Regarding the location I agree and since I have a custom theme for all my sass compiling, js etc, I’ll put in there.

The “simple approach” looks very clean and easy, that’s what I’ll try first so that I can quickly set it up and test it properly.
I didn’t know it was that easy to read JSON files from twig, that will be very helpful on other projects as well. I never came across documentation about that, I’ll do a more in depth research, but you’re suggestion is already perfect for my current application.

Regarding the second suggestions for editing capabilities, I understand the structure, it’s like I’ve always done collections, but I didn’t get how to pass data to the items, were you suggesting to create from node?

Flex-objects is something I’ve been looking forward to learn, but never really dived in. I might just quickly set up this project with the first simple solution and then when I have time learn flex-objects and implement that later on for the editing functionality.

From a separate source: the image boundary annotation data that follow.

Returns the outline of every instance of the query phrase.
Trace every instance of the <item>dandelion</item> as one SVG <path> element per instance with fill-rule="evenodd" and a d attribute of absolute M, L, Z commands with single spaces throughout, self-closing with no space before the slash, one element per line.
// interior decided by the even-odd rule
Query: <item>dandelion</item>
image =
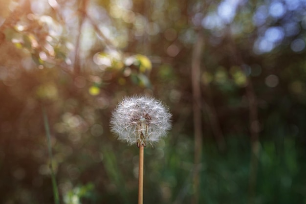
<path fill-rule="evenodd" d="M 143 202 L 144 147 L 166 136 L 171 114 L 160 101 L 146 96 L 126 97 L 112 113 L 110 130 L 118 139 L 139 148 L 138 204 Z"/>
<path fill-rule="evenodd" d="M 111 131 L 118 139 L 137 146 L 151 144 L 165 136 L 171 127 L 171 114 L 153 98 L 125 98 L 112 114 Z"/>

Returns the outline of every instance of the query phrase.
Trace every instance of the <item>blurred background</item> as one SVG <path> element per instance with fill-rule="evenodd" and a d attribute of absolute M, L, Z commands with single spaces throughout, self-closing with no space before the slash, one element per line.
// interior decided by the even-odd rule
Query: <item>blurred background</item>
<path fill-rule="evenodd" d="M 305 0 L 0 5 L 0 203 L 57 203 L 51 164 L 61 204 L 136 203 L 109 120 L 137 94 L 173 114 L 144 203 L 306 204 Z"/>

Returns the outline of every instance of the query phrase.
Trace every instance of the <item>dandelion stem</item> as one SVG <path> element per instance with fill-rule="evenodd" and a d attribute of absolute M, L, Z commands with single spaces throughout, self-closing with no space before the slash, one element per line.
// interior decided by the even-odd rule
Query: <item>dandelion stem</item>
<path fill-rule="evenodd" d="M 138 204 L 143 203 L 143 152 L 144 145 L 139 146 L 139 168 L 138 172 Z"/>

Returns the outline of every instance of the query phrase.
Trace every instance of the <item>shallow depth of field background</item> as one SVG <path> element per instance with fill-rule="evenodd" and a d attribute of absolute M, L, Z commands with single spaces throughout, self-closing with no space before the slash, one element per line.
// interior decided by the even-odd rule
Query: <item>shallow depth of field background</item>
<path fill-rule="evenodd" d="M 137 94 L 173 114 L 144 203 L 306 204 L 306 16 L 304 0 L 0 0 L 0 203 L 54 204 L 51 162 L 61 204 L 136 203 L 138 150 L 109 120 Z"/>

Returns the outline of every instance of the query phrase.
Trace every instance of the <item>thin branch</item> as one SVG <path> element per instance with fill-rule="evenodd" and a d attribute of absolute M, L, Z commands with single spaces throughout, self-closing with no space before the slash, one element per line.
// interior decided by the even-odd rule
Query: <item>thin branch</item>
<path fill-rule="evenodd" d="M 199 164 L 202 154 L 202 119 L 201 112 L 200 63 L 203 34 L 198 32 L 193 47 L 191 62 L 191 81 L 193 92 L 193 110 L 195 130 L 195 172 L 193 177 L 194 195 L 192 203 L 198 203 L 199 198 Z"/>
<path fill-rule="evenodd" d="M 46 113 L 44 106 L 43 105 L 43 116 L 44 117 L 44 129 L 45 130 L 46 136 L 47 136 L 47 143 L 48 144 L 48 152 L 49 153 L 49 158 L 50 159 L 50 170 L 51 171 L 51 178 L 52 180 L 52 187 L 53 189 L 53 196 L 54 197 L 54 202 L 56 204 L 60 204 L 60 197 L 59 196 L 59 191 L 57 188 L 57 184 L 56 183 L 56 180 L 55 179 L 55 175 L 53 170 L 53 165 L 52 164 L 52 152 L 51 147 L 51 134 L 50 134 L 50 128 L 49 127 L 49 122 L 47 113 Z"/>
<path fill-rule="evenodd" d="M 229 27 L 228 32 L 230 33 Z M 235 43 L 229 34 L 230 42 L 230 51 L 233 53 L 234 62 L 239 65 L 241 68 L 244 64 L 240 52 L 235 45 Z M 242 70 L 242 71 L 244 71 Z M 251 135 L 251 154 L 250 163 L 250 180 L 249 194 L 250 204 L 255 203 L 256 179 L 258 168 L 258 157 L 259 155 L 259 120 L 258 118 L 258 100 L 254 91 L 252 80 L 249 77 L 247 77 L 247 85 L 245 87 L 245 93 L 249 101 L 249 124 Z"/>
<path fill-rule="evenodd" d="M 105 35 L 103 34 L 103 33 L 101 31 L 99 27 L 97 25 L 97 24 L 93 21 L 93 20 L 87 14 L 86 14 L 86 17 L 87 19 L 89 21 L 91 25 L 93 27 L 93 28 L 97 32 L 97 34 L 99 35 L 99 36 L 103 38 L 105 42 L 105 44 L 107 46 L 109 47 L 110 47 L 112 48 L 115 48 L 116 46 L 114 45 L 114 44 Z"/>
<path fill-rule="evenodd" d="M 80 5 L 79 11 L 80 13 L 80 17 L 79 21 L 79 29 L 77 36 L 76 45 L 75 45 L 75 53 L 74 57 L 74 72 L 76 74 L 78 74 L 81 72 L 81 65 L 80 64 L 80 44 L 81 43 L 81 36 L 82 35 L 82 27 L 85 17 L 86 17 L 86 10 L 88 0 L 80 0 Z"/>

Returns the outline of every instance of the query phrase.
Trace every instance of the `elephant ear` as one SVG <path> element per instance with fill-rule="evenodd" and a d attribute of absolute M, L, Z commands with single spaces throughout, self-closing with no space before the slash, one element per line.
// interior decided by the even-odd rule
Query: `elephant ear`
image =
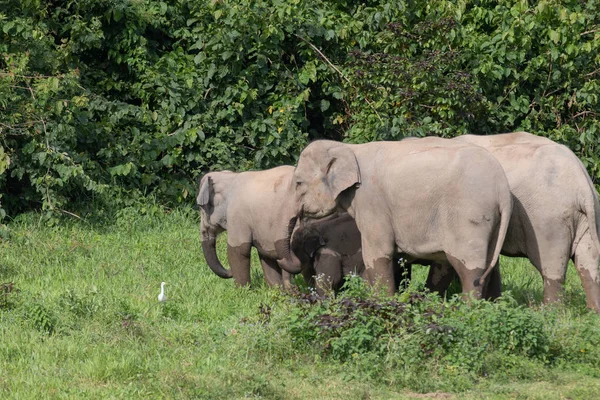
<path fill-rule="evenodd" d="M 213 179 L 210 175 L 206 175 L 202 181 L 200 181 L 200 190 L 198 192 L 198 198 L 196 199 L 196 202 L 202 209 L 206 210 L 206 206 L 210 204 L 210 195 L 213 192 Z"/>
<path fill-rule="evenodd" d="M 346 146 L 329 149 L 325 175 L 334 199 L 344 190 L 360 185 L 360 168 L 354 152 Z"/>

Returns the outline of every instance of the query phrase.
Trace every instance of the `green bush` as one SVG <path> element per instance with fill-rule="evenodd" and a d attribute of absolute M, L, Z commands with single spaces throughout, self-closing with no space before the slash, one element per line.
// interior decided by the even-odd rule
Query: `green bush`
<path fill-rule="evenodd" d="M 419 369 L 442 368 L 476 379 L 499 372 L 502 364 L 526 378 L 546 366 L 595 369 L 599 363 L 598 317 L 591 313 L 573 329 L 564 311 L 535 310 L 509 295 L 493 303 L 413 291 L 385 298 L 358 277 L 347 289 L 337 297 L 295 295 L 284 326 L 300 347 L 358 367 L 366 362 L 361 373 L 376 377 L 382 369 L 400 369 L 402 379 L 410 379 L 422 374 Z"/>
<path fill-rule="evenodd" d="M 600 173 L 598 0 L 0 5 L 11 215 L 191 202 L 203 172 L 293 163 L 320 137 L 524 129 Z"/>

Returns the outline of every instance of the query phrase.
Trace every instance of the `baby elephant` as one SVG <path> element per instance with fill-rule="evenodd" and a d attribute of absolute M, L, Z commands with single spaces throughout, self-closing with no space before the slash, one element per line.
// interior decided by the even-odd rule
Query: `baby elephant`
<path fill-rule="evenodd" d="M 339 290 L 344 277 L 351 273 L 363 276 L 365 264 L 360 246 L 360 231 L 347 213 L 301 222 L 291 240 L 291 249 L 302 262 L 304 280 L 319 294 Z M 396 288 L 404 278 L 397 261 L 394 270 Z M 407 272 L 410 273 L 410 269 Z M 408 282 L 410 276 L 406 278 Z"/>

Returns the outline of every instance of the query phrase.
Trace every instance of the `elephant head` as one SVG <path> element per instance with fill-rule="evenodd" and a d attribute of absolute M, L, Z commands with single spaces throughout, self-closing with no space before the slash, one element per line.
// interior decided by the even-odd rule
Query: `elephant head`
<path fill-rule="evenodd" d="M 352 150 L 343 143 L 320 140 L 309 144 L 300 154 L 291 182 L 296 201 L 296 218 L 292 218 L 285 232 L 285 246 L 289 251 L 294 225 L 305 218 L 321 219 L 338 211 L 341 195 L 360 185 L 360 169 Z M 296 260 L 299 262 L 299 260 Z M 290 257 L 278 260 L 281 268 L 296 271 L 298 263 Z"/>
<path fill-rule="evenodd" d="M 323 218 L 337 211 L 340 195 L 360 185 L 360 169 L 345 144 L 320 140 L 300 154 L 294 171 L 299 217 Z"/>
<path fill-rule="evenodd" d="M 230 181 L 235 173 L 230 171 L 210 172 L 200 180 L 196 202 L 200 206 L 200 234 L 202 252 L 210 269 L 221 278 L 231 278 L 230 270 L 225 269 L 217 257 L 217 236 L 227 230 L 227 197 L 215 193 L 215 181 Z"/>

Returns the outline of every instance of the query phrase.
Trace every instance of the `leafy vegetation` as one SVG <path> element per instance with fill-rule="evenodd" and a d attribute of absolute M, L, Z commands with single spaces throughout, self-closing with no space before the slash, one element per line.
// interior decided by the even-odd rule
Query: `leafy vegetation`
<path fill-rule="evenodd" d="M 147 206 L 152 209 L 154 205 Z M 111 224 L 11 221 L 0 241 L 3 398 L 573 398 L 600 393 L 600 321 L 570 267 L 564 305 L 502 259 L 508 295 L 393 298 L 351 279 L 338 297 L 269 289 L 253 257 L 236 289 L 200 255 L 187 209 Z M 224 238 L 218 253 L 226 260 Z M 160 282 L 168 300 L 159 303 Z"/>
<path fill-rule="evenodd" d="M 191 201 L 308 140 L 524 129 L 600 173 L 600 3 L 1 0 L 12 216 Z M 5 211 L 0 210 L 0 217 Z"/>

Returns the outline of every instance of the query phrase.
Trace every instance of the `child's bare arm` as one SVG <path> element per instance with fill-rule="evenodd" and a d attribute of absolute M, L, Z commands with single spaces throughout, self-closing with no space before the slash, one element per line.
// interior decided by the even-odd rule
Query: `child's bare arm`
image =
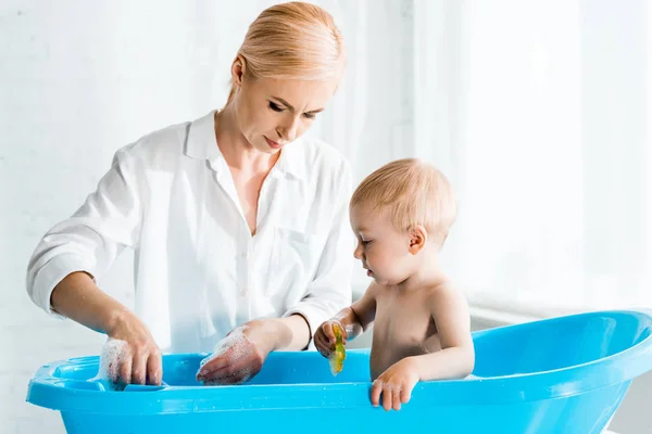
<path fill-rule="evenodd" d="M 344 343 L 362 334 L 376 316 L 376 283 L 372 283 L 362 297 L 350 307 L 346 307 L 330 320 L 322 323 L 315 333 L 315 346 L 324 356 L 328 356 L 335 346 L 333 324 L 339 322 L 342 327 Z"/>
<path fill-rule="evenodd" d="M 419 380 L 456 379 L 468 375 L 475 365 L 471 316 L 464 295 L 452 288 L 438 289 L 428 298 L 441 350 L 412 358 Z"/>

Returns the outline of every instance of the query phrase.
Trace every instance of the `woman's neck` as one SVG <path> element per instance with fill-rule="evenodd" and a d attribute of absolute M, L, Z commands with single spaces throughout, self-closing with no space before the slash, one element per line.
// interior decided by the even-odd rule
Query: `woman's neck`
<path fill-rule="evenodd" d="M 227 165 L 235 170 L 268 171 L 280 153 L 265 154 L 255 150 L 238 128 L 233 107 L 227 105 L 214 116 L 217 148 Z"/>

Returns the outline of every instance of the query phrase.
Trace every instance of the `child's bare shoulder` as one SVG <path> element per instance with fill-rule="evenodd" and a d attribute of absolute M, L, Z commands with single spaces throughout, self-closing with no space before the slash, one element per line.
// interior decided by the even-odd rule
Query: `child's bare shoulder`
<path fill-rule="evenodd" d="M 437 310 L 467 307 L 464 293 L 450 281 L 429 286 L 427 289 L 427 303 L 431 308 L 437 308 Z"/>

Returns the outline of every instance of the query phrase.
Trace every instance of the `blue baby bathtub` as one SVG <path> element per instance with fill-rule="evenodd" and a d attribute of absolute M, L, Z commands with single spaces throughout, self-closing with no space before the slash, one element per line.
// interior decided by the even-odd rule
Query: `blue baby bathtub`
<path fill-rule="evenodd" d="M 422 382 L 400 411 L 369 401 L 368 350 L 330 374 L 314 352 L 274 353 L 247 385 L 201 386 L 204 354 L 163 357 L 163 386 L 104 390 L 98 357 L 41 367 L 27 400 L 68 433 L 600 433 L 652 369 L 652 316 L 602 311 L 474 333 L 464 380 Z"/>

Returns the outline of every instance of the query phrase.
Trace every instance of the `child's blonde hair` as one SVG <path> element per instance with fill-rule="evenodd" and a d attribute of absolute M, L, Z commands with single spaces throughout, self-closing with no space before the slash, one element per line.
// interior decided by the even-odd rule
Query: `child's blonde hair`
<path fill-rule="evenodd" d="M 339 79 L 346 67 L 343 38 L 322 8 L 293 1 L 265 9 L 238 50 L 246 79 Z M 235 93 L 231 84 L 227 103 Z"/>
<path fill-rule="evenodd" d="M 350 206 L 387 209 L 398 230 L 423 226 L 443 244 L 456 216 L 450 182 L 441 171 L 417 158 L 398 159 L 367 176 L 351 196 Z"/>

Thanks for now, I’ll let you know how it goes


[…] were you suggesting to create from node?

Yes. I’ve update my post to add it explicitely.

Flex-objects is something I’ve been looking forward to learn, but never really dived in.

Haven’t used it myself either. I’ve looked at it a few times but it doesn’t appeal to me (yet). Looks cumbersome. It seem to draw a lot of attention though. A simple json or yaml file works fine for my use-case.

Please don’t forget to mark the post as solved by ticking the ‘solution’ icon in the lower right corner of the reply that lead you to the solution.

1 Like

I managed to complete the project with the editing capability as suggested by @pamtbaau and also used the JSON approach to save a file with data and time to display on top of the news.
Everything works except the scheduling functionality.

I set up the scheduler as explained in the docs and if I run the command from the Grav folder on the server it works, but seems like the scheduler is not.

Here’s the error I get from running this on the server: php bin/grav scheduler -d

sh: 1: exec: cd user/themes/bonamici/web-scraper && node scraper.js: not found

@filo91, I have not experience with crontab and Grav’s scheduler. I wonder though why you need Grav’s scheduler when all you do is running a node script. You’re not using any Grav functionality.

I was trying to have more control over it from the CMS, but you are right, not much point there. I set up a simple cron job and it works great, forget about grav scheduler.